As I relaxed on the rock, under a bright blue sky, I closed my eyes and meditated for a few minutes. I felt rejuvenated and spent some time taking pictures of the landscape and the Tappan Zee Bridge in the distance. I completed this portion of the stairs relatively easily and hoped that it would get a bit more strenuous.
After a short, ascendant stint through more wooded areas, I came to the next section of stairs. It was slightly more difficult than the first and just as impressive. Eventually, after a few more wooded areas and a lot more rocks, I came to a portion of the stairs that sits directly at the feet of the cliffs above. It is a longer, more expansive section of the stairs and the cliff rises hundreds of feet vertically as a backdrop.
Although most of the boulders that make up the Giant Stairs have been in their place for thousands of years, some fell from the cliffs in a 2012 rock slide which temporarily closed the trail and completely wiped out a wooded area below. It is a somewhat frightening prospect that, as you climb the pile, an entirely different pile may fall from the sky.
Once I came to the end of the stairs, I began to feel like I was getting my blood flowing and looked ahead for the climb back to the top. After making my way along some more muddy sections of trail, as small waves swept over the weeds and rocks on the shore, I came to a blue & white-blazed trail which led up the side of the cliff. This portion of trail is effectively a switchback, with some stone stairs on the way up. I passed the rusted wreckage of two old cars. I wondered how these vehicles' skeletons wound up here, crumpled on the side of a wooded hill at the edge of a cliff.

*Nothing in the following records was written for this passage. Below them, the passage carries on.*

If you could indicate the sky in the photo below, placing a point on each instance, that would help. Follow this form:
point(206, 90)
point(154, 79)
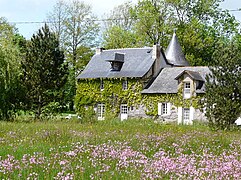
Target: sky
point(36, 11)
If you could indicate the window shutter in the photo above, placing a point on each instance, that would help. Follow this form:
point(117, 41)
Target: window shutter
point(180, 111)
point(192, 110)
point(159, 109)
point(169, 108)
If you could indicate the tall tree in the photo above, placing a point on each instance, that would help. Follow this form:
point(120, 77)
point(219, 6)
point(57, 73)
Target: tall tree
point(223, 93)
point(118, 29)
point(199, 25)
point(77, 30)
point(45, 70)
point(10, 71)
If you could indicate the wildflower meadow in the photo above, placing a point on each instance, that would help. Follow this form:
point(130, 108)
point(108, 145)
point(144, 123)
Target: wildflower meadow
point(133, 149)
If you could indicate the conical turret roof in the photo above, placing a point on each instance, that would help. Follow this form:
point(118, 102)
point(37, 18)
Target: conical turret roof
point(174, 53)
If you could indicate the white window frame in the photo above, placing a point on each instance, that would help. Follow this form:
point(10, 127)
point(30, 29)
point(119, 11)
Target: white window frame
point(164, 108)
point(187, 89)
point(125, 85)
point(124, 109)
point(101, 84)
point(101, 111)
point(186, 114)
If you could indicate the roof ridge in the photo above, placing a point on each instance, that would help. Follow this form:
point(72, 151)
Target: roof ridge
point(127, 49)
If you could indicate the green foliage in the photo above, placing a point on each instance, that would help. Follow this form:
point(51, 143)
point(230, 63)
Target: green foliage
point(45, 71)
point(45, 150)
point(11, 89)
point(116, 37)
point(89, 94)
point(223, 95)
point(74, 25)
point(199, 26)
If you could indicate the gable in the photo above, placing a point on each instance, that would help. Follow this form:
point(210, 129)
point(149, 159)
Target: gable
point(165, 83)
point(137, 63)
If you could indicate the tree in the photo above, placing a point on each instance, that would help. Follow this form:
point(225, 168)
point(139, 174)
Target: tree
point(11, 89)
point(118, 31)
point(77, 29)
point(45, 71)
point(223, 93)
point(199, 25)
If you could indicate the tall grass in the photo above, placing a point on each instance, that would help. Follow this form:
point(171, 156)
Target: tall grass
point(132, 149)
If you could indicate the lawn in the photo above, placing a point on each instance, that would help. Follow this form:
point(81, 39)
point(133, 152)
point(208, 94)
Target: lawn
point(133, 149)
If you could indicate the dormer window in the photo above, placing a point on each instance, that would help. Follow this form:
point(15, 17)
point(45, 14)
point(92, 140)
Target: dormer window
point(117, 62)
point(187, 90)
point(191, 81)
point(116, 66)
point(101, 84)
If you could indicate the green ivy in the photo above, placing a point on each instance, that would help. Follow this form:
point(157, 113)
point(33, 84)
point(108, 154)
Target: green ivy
point(89, 93)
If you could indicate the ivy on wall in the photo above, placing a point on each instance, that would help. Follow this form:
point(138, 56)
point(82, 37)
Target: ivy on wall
point(89, 94)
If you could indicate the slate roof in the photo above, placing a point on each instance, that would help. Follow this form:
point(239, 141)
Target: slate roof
point(165, 83)
point(174, 53)
point(137, 62)
point(194, 75)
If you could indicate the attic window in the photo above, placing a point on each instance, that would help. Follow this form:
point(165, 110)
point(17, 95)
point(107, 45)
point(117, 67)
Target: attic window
point(116, 66)
point(117, 62)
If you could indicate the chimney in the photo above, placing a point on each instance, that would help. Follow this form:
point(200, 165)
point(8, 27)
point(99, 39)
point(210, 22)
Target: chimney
point(156, 53)
point(156, 50)
point(99, 50)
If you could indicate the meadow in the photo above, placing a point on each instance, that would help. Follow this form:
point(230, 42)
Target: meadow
point(133, 149)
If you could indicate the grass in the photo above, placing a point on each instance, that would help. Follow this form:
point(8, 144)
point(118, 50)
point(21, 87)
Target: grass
point(133, 149)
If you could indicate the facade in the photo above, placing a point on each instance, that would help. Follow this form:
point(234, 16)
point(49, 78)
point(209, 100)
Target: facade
point(143, 82)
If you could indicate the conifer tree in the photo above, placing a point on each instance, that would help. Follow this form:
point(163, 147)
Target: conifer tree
point(45, 70)
point(223, 92)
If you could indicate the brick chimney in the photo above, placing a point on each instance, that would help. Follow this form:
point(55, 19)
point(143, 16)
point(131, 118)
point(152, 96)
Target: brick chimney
point(156, 50)
point(156, 53)
point(99, 50)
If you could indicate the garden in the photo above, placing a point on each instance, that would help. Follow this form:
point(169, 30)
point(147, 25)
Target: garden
point(111, 149)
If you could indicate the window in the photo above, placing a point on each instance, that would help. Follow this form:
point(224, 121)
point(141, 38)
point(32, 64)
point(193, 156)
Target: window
point(124, 109)
point(186, 115)
point(125, 85)
point(164, 108)
point(187, 90)
point(101, 111)
point(101, 85)
point(116, 66)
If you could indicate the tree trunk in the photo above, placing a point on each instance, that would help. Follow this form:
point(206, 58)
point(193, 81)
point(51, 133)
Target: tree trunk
point(39, 110)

The climb took me hundreds of feet in a very short distance and I was satisfied with the exertion when I reached the top. I took a moment to sit atop of a small boulder on the side of the trail. I sipped some coffee and took in a view down the river. The temperatures were in the high 40's and a cool breeze swept through the trees.
I returned to the teal-blazed Long Path toward the State Line Cafe where I had started hours earlier. Minutes later, I emerged from the forest and back into the opposite end of the parking lot; many more cars had parked. Groups sat at picnic tables eating lunch, a few people strolled along the wall at the edge of the cliff, and a number of birdwatchers with binoculars had gathered at a lookout.
I wandered over to the edge and looked down at the Giant Stairs from high above for an entirely different perspective. Four turkey buzzards, their wingspans measuring a few feet, glided in circular formation just below the wall.
I wouldn't quite call this trail challenging, but it does take increased attention and some maneuvers over the rocks might be difficult for those who are unprepared. It is a good workout, but unfortunately you feel the real world lurching into your experience for most of the hike.
On a more positive note, this trail definitely embraces the "act of doing" with its easy and consistent views and low elevation - traversing the stairs is the clear goal here, not necessarily what you will see once you climb them. I'm glad I hiked the Giant Stairs as my 10th hike as I work toward 52 hikes (or more) for the year. However, I really prefer more secluded wilderness areas and I'm sure it will be a long while before I return to the Palisades.